Today’s AI is underwhelmingly serving the healthcare industry. Deadlocked by immutable regulations, and rightfully so, safeguarding patient privacy stymies AI developers from applying AI model development with real ground truth patient data. AI has the potential to generate almost $150 billion in estimated potential annual benefits by 2026 to the global healthcare system, but that outcome is largely tied to how efficiently AI developers can access significant amounts of medical data.
According to Mckinsey, 28 percent of healthcare executives reported using AI in their product and/or service development, ranking the third lowest among all industries. Of that fraction, only 8 percent stated that data was accessible by their AI systems. Healthcare data is inoperable and that’s stifling the integration of AI into healthcare, which ironically collects the most data among any industry.
In virtue of the hampering data dynamics, Israeli AI, cybersecurity, data science, and healthcare experts Omer Dror, Ofir Farchy and Dr. Robert Eisdorfer set out to eliminate the barriers constricting medical innovations. They founded Lynx.MD to enable data sharing between hospitals and the community of med-tech and life sciences companies, significantly shortening data access times and the time to market of new digital health technologies. Their cloud-based platform lets AI developers access and study hospital data, and facilitates AI’s integration into healthcare without concern of data privacy and security.

“I was surprised to find how little data was being used by the hospital in the way that decisions are being made on a day to day basis” explained Dror. “A single hospital today doesn’t really have enough data to conduct real deep learning. For instance, a medical center the size of Stanford sees about 30,000 admissions per year, which would mean about 1,000 pneumonia cases – the most common affliction – and subsequently 1,000 chest X-Ray scans with pneumonia per year. These numbers pale in comparison to the Imagenet database released in 2009, which now has over 14 million images, and served as an impetus to the deep learning revolution. Currently, the largest publicly available medical imaging dataset has only 50,000 patients.”
Using cybersecurity best practices and an advanced privacy engine , they ensure complete security and privacy to enable seamless collaboration between AI developers and healthcare providers. The data never changes hands and all AI model training and development happens in the virtual private cloud sandbox of the hospital. To solve concerns for data security during the development engagement, the startup developed a novel distributed federated learning algorithm to allow developers access to hospital’s data without bringing their requested data into the same location, ensuring no private information can be extracted from the hospital’s environment. “It’s an algorithm that doesn’t allow for re-identification of data, which is especially critical to the healthcare domain with many naive and edge patient cases” explained Dror.
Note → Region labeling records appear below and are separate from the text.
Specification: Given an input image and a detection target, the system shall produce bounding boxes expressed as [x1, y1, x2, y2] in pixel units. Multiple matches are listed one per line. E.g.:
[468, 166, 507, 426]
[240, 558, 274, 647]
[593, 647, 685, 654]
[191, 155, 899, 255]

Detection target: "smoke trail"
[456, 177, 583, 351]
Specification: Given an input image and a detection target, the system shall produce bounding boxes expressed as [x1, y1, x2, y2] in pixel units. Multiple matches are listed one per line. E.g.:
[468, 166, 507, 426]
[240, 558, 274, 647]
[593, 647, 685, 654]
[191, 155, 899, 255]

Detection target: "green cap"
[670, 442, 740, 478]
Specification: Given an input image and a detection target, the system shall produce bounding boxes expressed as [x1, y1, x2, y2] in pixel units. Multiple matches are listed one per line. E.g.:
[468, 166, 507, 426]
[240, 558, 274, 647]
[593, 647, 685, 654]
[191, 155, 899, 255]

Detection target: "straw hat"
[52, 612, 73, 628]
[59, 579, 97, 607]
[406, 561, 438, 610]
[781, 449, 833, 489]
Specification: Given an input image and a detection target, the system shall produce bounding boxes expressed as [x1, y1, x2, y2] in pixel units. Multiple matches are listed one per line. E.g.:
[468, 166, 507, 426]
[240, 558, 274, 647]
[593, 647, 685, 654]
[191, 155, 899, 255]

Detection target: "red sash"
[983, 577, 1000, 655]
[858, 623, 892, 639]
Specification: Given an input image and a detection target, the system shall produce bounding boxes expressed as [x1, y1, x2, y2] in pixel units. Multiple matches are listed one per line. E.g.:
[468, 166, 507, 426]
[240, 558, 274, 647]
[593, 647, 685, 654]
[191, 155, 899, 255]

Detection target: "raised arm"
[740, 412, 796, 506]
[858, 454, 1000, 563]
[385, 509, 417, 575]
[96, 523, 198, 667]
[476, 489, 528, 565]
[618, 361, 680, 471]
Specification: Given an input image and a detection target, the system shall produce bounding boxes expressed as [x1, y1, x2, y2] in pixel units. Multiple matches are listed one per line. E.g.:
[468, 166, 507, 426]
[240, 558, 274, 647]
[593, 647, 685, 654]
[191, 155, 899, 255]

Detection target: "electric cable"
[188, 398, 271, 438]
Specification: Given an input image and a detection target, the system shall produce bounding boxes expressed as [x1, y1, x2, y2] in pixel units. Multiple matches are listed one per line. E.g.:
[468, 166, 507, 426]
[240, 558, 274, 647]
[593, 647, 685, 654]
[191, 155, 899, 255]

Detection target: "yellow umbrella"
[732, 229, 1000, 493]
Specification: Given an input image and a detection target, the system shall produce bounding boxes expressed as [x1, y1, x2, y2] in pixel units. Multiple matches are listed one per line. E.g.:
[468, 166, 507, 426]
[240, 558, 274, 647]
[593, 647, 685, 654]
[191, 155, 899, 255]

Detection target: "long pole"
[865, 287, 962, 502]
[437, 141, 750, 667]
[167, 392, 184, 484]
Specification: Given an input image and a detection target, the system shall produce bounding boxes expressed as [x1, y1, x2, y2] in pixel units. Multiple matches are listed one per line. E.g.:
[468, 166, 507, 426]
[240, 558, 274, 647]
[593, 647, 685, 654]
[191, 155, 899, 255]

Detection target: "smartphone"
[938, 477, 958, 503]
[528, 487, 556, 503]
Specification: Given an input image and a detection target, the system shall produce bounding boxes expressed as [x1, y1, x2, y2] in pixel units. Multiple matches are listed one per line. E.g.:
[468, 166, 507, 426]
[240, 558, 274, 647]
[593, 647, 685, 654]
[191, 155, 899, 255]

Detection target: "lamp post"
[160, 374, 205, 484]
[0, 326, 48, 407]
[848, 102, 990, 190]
Their platform supports multiple data formats, including electronic medical and health records, medical images, and genomics in combination with data from public sources. They also format the unstructured data using natural language processing algorithms, standardizing all sources and streamlining data preparation.
Lynx.MD is currently targeting hospitals, who are the most burdened with the potential of their internal datasets. They piloted their platform with a large US academic medical center, and they’re currently expanding out to hospitals across the nation. The startup’s data scientists work with the hospitals in onboarding them gradually onto the platform, and they shared their plans to roll out access to AI developers later this year.
In current news, the COVID-19 crisis is demonstrating the potential of digital health technology to manage some of our greatest public health challenges and has been boosting adoption of technologies in tracking, testing and treating COVID-19 that will reshape healthcare. Evidence supporting the need for quick introduction of digital innovation is in plain sight, and Lynx.MD’s ability to rapidly share COVID-19 related-data as well as support the deployment of cutting edge predictive models that improve care is more relevant now than ever.
The startup recently raised a funding round from venture investors Triventures and UpWest Labs.
“We at Lynx.MD envision a world where the clinical data can be shared securely, enabling improved healthcare delivery and disruptive clinical research while preserving patient privacy.” Until mass data is fully accessible to developers, AI’s impact on healthcare, or lack thereof, will come as no surprise.